Roiland: And this is just a demo too, right? So who knows, people may play it over and over. It’s a glimpse into the tone I want to go for. Is it a demo? Let’s put it this way, this game is “complimentary.” We don’t want to say, “Free.”

Pugh: Yeah, language is really important.

Roiland: The word “free” makes it feel cheap. We’ve been flip-flopping on whether to charge for it since GDC back in March. We’d never charge more than a few bucks for it regardless, so it’s not like we were going to make much money anyway.

Pugh: With a new studio, you’ve got to try and win people over. The best way to build the energy in what you’re trying to do is to give people a taste. If we’re talking about the whole “why make it free?” shit, it’s a lot to do with the expectations that people have. When you put money down, you’re forced to reveal more about what your product is going to be. Especially if it’s new and experimental. Do you explain what this thing is before people play it and lose a lot of the surprise and the joy? Do you want to do that? We were like, no fuck that. We’re not going to make any money off VR anyway.

Roiland: With the low install base of Vive and a price that low, all it really did was over-complicate things. I love that it’s free because people may be a little gentler. Their expectations will be shifted a bit. When they play it, they won’t be aggressive about the length or whatever.

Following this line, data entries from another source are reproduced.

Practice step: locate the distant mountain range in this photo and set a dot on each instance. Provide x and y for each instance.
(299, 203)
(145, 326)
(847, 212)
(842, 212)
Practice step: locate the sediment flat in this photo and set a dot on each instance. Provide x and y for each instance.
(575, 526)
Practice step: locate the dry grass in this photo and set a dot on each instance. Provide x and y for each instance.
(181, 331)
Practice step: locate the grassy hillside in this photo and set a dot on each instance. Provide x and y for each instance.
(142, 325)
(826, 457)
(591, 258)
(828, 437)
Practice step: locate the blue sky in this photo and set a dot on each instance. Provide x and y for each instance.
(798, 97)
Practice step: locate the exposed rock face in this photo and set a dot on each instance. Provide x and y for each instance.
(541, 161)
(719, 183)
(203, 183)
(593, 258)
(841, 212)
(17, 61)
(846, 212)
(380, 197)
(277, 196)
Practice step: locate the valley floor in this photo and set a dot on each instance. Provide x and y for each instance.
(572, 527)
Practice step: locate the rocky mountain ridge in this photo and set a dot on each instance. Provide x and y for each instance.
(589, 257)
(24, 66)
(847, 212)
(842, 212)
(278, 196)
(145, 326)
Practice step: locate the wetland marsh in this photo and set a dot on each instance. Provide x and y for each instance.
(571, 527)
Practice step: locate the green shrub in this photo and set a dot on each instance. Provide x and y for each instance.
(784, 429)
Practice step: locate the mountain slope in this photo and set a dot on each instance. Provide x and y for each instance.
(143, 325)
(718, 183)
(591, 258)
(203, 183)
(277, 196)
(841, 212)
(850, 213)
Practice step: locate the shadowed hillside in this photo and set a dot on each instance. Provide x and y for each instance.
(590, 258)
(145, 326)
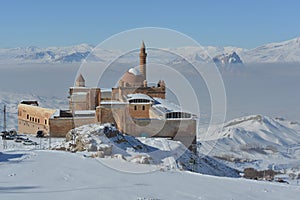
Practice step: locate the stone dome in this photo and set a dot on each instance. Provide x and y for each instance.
(134, 71)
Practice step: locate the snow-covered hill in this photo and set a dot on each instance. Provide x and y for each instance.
(279, 52)
(256, 141)
(287, 51)
(49, 175)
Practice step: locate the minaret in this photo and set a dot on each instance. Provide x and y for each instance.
(143, 56)
(80, 82)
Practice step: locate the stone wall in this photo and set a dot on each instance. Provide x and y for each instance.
(139, 110)
(59, 127)
(33, 118)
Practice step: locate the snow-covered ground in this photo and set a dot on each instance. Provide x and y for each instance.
(256, 141)
(37, 174)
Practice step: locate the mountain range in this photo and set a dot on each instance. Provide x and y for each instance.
(279, 52)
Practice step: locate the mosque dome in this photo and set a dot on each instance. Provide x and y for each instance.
(134, 71)
(132, 78)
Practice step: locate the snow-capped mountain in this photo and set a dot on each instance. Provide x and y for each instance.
(227, 59)
(257, 141)
(287, 51)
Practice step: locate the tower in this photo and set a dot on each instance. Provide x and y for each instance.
(80, 82)
(143, 56)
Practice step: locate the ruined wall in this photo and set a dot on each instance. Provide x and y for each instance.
(59, 127)
(159, 92)
(82, 98)
(139, 110)
(33, 118)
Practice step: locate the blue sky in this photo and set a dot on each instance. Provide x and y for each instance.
(210, 22)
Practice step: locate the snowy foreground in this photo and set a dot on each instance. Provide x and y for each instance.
(43, 174)
(33, 172)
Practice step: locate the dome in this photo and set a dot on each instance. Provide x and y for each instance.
(130, 79)
(134, 71)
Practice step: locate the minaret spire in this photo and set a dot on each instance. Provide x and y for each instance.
(143, 56)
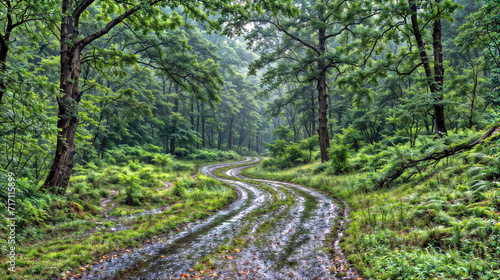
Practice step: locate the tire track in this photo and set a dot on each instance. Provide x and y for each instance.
(285, 242)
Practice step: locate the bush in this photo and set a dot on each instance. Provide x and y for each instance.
(181, 152)
(134, 165)
(339, 156)
(178, 190)
(132, 195)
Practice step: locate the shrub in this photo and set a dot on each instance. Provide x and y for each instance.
(134, 165)
(339, 155)
(131, 195)
(162, 160)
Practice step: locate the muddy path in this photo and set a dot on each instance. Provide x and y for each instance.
(274, 230)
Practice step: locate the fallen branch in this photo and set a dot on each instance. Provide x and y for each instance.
(437, 156)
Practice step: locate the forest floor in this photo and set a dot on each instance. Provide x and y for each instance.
(274, 230)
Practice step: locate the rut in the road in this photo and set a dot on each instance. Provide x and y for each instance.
(282, 231)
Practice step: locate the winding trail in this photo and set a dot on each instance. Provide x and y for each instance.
(285, 242)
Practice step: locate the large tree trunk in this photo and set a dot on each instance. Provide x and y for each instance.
(438, 77)
(324, 141)
(62, 166)
(71, 48)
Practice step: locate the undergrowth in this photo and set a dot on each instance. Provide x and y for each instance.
(440, 221)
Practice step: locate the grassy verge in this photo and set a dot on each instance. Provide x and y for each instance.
(441, 222)
(81, 228)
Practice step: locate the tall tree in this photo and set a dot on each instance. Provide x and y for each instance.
(15, 14)
(300, 42)
(143, 15)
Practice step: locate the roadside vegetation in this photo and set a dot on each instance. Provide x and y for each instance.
(133, 197)
(438, 220)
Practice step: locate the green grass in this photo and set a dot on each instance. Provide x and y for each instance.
(66, 239)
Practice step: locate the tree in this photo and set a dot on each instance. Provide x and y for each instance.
(310, 145)
(15, 14)
(298, 42)
(142, 15)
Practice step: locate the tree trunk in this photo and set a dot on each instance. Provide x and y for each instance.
(438, 77)
(176, 98)
(435, 82)
(230, 136)
(172, 146)
(4, 51)
(324, 141)
(62, 166)
(71, 48)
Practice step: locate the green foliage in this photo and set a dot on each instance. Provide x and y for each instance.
(131, 194)
(339, 156)
(162, 160)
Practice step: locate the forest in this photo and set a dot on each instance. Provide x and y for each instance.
(260, 139)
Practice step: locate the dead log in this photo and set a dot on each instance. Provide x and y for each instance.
(437, 156)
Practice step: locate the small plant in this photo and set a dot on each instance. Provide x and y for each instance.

Pugh: You can’t invest a large amount of time in a VR product right now. A problem with VR at the moment is that all the software needs to be a showcase for the hardware as well. And every game that’s put out on VR needs to be a shining example, pushing the platform forward in the most open and accessible way. What’s exciting about this is the ability to go to VR and take a really interesting and specific type of creative voice that can be what it wants to be rather than a technical showcase.